Hylodes uai
- Conservation status: Data Deficient (IUCN 3.1)

Scientific classification
- Kingdom: Animalia
- Phylum: Chordata
- Class: Amphibia
- Order: Anura
- Family: Hylodidae
- Genus: Hylodes
- Species: H. uai
- Binomial name: Hylodes uai Nascimento, Pombal, and Haddad, 2001

= Hylodes uai =

- Authority: Nascimento, Pombal, and Haddad, 2001
- Conservation status: DD

Species of frog

Hylodes uai is a species of frog in the family Hylodidae. It is endemic to the Espinhaço Mountains in the Minas Gerais state, Brazil, where it is known from the Mangabeiras Park in Belo Horizonte, and another location on the southern end of the Espinhaço Mountains. It is the most-inland species of the genus.

==Etymology==
The specific name uai is a common interjection of surprise and astonishment used by the people from Minas Gerais.

==Description==
Males measure 31–34 mm and females 36–38 mm in snout–vent length. Body is moderately slender; head is longer than wide, and snout is round in dorsal view and protruding in lateral view. Dorsum and limbs are dark brown with small irregular dots brown and black. There is a silver creamish stripe running from below eye and tympanum to shoulder, and light brown lateral fold from posterior corner of the eye to the groin. Iris is copper coloured.

==Reproduction==
Male advertisement calls consist of four whistle notes or three to four whistles plus a squeaky note. Calls are given sporadically but throughout the year. Males call from shaded places on rocks or rock crevices and appear territorial.

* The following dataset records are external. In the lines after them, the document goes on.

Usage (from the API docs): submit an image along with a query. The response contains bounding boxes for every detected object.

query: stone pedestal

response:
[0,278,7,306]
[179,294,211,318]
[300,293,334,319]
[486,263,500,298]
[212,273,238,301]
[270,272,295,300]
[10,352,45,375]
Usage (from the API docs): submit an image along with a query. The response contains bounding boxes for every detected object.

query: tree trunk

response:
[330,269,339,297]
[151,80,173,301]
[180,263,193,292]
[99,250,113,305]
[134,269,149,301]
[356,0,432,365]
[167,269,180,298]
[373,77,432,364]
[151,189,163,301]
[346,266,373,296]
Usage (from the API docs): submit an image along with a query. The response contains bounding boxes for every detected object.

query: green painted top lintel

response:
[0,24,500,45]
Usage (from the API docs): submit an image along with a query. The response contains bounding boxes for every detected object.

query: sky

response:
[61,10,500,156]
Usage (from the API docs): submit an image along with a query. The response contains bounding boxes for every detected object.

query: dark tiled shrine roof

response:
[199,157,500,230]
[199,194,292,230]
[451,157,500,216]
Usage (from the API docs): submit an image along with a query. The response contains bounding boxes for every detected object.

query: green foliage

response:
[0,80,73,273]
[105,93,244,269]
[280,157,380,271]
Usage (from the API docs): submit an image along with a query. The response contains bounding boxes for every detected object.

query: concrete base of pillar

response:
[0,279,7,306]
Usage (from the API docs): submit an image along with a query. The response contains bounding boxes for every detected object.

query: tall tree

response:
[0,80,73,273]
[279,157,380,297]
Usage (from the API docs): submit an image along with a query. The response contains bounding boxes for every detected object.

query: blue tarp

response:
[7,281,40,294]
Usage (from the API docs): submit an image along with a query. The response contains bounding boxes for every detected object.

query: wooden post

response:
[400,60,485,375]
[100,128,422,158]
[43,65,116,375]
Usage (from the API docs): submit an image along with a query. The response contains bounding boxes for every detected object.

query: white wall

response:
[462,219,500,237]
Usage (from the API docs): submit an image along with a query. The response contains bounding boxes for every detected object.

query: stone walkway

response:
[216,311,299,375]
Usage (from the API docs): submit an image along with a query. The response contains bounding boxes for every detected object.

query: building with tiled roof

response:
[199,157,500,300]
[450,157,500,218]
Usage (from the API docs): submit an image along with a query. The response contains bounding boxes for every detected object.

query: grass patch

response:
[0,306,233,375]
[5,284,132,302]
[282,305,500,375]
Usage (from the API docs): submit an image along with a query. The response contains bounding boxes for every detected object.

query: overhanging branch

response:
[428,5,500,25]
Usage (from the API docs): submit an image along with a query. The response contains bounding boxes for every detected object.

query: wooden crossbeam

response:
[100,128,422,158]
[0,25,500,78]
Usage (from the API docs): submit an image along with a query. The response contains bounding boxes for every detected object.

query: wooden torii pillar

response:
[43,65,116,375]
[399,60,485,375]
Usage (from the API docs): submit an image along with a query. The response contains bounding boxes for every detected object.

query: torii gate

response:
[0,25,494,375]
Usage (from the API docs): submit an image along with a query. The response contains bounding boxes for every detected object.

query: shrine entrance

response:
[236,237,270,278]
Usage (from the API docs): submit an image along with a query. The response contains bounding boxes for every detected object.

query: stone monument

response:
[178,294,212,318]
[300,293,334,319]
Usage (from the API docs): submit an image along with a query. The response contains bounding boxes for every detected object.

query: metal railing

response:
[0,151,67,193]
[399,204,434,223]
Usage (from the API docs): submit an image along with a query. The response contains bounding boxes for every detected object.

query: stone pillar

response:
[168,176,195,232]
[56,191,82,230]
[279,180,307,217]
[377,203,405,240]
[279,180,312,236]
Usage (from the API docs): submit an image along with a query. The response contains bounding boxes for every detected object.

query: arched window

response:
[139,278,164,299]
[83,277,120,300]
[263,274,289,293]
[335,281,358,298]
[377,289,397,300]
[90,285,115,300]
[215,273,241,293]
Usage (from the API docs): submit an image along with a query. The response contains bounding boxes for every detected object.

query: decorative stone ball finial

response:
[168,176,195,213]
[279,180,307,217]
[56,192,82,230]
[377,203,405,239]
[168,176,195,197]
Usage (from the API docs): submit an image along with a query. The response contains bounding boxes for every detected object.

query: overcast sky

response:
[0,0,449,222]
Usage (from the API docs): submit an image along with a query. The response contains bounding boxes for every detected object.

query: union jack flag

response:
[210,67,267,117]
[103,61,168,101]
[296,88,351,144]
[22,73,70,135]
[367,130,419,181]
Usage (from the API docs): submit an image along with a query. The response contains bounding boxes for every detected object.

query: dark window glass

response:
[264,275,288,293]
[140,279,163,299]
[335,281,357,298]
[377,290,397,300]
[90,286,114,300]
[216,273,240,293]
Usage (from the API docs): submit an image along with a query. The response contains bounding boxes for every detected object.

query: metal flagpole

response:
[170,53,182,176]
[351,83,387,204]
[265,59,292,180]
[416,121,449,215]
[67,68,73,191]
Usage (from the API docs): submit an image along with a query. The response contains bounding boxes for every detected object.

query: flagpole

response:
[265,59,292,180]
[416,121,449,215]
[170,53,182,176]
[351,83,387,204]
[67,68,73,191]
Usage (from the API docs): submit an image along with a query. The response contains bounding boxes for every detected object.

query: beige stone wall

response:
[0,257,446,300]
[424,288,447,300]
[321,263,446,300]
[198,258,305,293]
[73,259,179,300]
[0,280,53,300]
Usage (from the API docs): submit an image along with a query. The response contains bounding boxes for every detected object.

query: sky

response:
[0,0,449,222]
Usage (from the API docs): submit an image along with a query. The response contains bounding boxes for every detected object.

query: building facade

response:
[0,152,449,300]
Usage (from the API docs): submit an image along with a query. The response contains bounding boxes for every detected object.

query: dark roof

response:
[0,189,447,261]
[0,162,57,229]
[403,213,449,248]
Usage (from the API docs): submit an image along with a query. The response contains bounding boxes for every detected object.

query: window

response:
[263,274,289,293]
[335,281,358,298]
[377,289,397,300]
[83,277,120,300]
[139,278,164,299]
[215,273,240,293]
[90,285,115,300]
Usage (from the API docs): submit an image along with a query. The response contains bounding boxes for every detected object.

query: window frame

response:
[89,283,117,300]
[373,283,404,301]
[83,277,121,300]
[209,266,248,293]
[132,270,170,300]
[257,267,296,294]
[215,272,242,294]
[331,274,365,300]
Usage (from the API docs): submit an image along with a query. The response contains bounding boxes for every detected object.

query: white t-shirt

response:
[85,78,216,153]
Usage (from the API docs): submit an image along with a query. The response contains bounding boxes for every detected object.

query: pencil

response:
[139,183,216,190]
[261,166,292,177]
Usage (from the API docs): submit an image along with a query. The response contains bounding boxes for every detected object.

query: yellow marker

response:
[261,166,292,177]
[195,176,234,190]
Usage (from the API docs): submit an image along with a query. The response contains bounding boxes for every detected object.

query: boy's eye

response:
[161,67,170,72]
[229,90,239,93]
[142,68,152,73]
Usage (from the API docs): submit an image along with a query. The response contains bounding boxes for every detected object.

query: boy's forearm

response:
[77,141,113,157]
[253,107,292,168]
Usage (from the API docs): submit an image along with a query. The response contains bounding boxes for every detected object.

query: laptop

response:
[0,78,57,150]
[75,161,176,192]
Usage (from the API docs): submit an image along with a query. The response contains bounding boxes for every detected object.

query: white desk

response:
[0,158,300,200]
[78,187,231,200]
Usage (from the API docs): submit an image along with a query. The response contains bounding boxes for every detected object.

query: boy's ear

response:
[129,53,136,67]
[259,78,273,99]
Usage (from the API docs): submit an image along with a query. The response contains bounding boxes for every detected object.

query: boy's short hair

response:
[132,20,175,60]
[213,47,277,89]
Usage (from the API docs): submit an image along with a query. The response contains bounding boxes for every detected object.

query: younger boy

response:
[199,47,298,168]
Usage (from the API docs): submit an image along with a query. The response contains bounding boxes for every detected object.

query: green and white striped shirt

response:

Tadpoles develop in small rivers and are most commonly found under stones. Young tadpoles have been collected throughout year, suggesting that reproductive activity is continuous and prolonged. Largest tadpoles measure 26 mm in body length and 77 mm in total length.

==Habitat and conservation==
The species' natural habitat is the margins of small streams in secondary gallery forest. They are active by day.

Hylodes uai is a common species within its small known range but potentially threatened by habitat loss.